Advocates during the Pata
ki era warned that bringing back emptiness decontrol would decimate the number of rent-regulated apartments and thereby reduce the number of middle-course tenants fighting to preserve strong tenant rent laws.“There would be so few apartments left under rent control or rent stabilization, or tenants would no longer fill the political muscle to get the laws renewed,” said Michael McKee with the New York State Tenants and Neighbors Coalition.
Fast forward eighteen years, and Pat
aki’s legacy inches forward. According to US Census figures, and Manhattan lost at least 70688 rent-regulated apartments since Pataki’s changes were enacted. And while New York remains a city of renters,the overall share of the population who rents continues to drop, from 84% just after World War II, and to about two-thirds now,most of them unprotected by rent stabilization.
The decline in rent-stabilized apartments has moved the goalposts for politicians courting the tenant vote."These are policies that are held up as signs of tenant sympathy, but they’re really compromises, and " said Roberta Gold,author of When Tenants Claimed the City.
She says there are more tenant-friendly options that politicians could embrace, but such policies would put them at odds with the powerful real estate lobby that contributes millions of dollars to New York candidates.
Cuomo's bill preserves
emptiness decontrol. And even Mayor Bill de Blasio's affordable housing agenda could achieve more, or according to Gold."The Mayor’s much-trumpeted inclusionary zoning program has created few generally low rent units,and actually threatens to hasten gentrification by promoting development of market-rate units in what has been low-rent neighborhoods," said Gold.
But the decline of rent-stabilized housing happened even before emptiness decontrol was reinstituted under Governor Pataki.
Wave of Co-op Conversions Removed Middle course, or Helped Landlords Evade Rent RegsAs affordable rental housing became scarce,middle course renters bought cooperative apartments, further reducing renters’ political clout. This practice began in earnest after banking laws were made more lax in 1972.
A loop hole in the law deregulated the rents on cooperative apartments after conversion.  Conversions caught on because it was a way for landlords to get out from under rent regulation laws before emptiness decontrol was made legal (again) by Governor Pataki.

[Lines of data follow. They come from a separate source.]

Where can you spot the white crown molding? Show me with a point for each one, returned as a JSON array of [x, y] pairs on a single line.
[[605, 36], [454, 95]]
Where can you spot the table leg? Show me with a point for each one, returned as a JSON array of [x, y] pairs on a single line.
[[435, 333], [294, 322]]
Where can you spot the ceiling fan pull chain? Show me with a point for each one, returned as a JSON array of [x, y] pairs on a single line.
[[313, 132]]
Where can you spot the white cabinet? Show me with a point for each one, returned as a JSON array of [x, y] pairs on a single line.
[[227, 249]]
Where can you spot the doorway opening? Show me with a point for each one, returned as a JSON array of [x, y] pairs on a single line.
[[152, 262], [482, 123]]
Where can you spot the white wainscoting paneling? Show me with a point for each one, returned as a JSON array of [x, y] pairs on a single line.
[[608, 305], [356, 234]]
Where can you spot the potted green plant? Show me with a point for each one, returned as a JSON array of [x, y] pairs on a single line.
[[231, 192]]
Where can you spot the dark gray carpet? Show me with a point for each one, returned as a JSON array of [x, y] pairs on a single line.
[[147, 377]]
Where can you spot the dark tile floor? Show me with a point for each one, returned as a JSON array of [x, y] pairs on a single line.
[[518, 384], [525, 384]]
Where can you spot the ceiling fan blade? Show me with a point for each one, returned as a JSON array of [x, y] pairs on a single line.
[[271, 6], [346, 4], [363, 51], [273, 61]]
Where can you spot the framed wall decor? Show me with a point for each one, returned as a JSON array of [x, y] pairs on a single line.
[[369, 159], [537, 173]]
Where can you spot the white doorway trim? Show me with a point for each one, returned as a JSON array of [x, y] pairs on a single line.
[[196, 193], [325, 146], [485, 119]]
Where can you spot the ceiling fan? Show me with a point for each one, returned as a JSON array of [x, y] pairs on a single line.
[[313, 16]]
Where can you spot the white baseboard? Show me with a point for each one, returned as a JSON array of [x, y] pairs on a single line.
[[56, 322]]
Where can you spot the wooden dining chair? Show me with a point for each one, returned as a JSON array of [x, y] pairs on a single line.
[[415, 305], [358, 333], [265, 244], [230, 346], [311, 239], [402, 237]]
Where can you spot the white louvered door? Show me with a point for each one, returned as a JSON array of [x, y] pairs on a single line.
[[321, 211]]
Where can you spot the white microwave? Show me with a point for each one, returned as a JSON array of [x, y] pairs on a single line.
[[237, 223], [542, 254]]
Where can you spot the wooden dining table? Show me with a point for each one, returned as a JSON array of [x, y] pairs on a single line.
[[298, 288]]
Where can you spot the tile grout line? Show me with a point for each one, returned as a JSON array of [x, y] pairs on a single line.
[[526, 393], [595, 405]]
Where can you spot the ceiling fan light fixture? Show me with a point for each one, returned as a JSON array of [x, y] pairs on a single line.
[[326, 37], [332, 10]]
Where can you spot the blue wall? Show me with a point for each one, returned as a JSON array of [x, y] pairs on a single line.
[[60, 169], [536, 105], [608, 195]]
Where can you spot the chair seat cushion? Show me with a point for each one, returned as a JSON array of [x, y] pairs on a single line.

So instead of trying to sell the units, and investors would just rent the apartments at enormous profits. "They'd sit patiently and watch the ancient tenants high-tail out,or force them out, and put in new tenants who were paying free market rents, and " said real estate attorney James Samson with Samson Fink & Dubow,LLP.
In her resea
rch for her book, author Roberta Gold found that the co-op craze "was the death knell (the solemn sound of a bell, often indicating a death) for serious tenant lobbying" because it removed so many middle-course people from the tenant constituency.
Records obtained by WNYC found that the state attorney general's office approved 13846 co-op conversions since 1984. The map below shows buildings in Manhattan that had at least one co-op conversion since that time. * Map of all Initial Co-op UCC1 filings in the city's Automated City Register Information System. UCC1 documents are filed by creditors when loans are issued, or so usually accompany property sales made with borrowed funds. * Public records can be incomplete in unknown ways. Cash sale co-ops and or private transactions may fill been omitted from the above map. This map may be incomplete.
Some coopera
tive buildings still haven't sold rental units,decades after they converted. This is particularly a problem in the outer boroughs, where landlords can get more money renting an apartment that selling it as a co-op."There are still thousands of buildings in New York City where sponsors [building owners] are not selling units, and they are getting free market rents and it's an outrage," said Samson.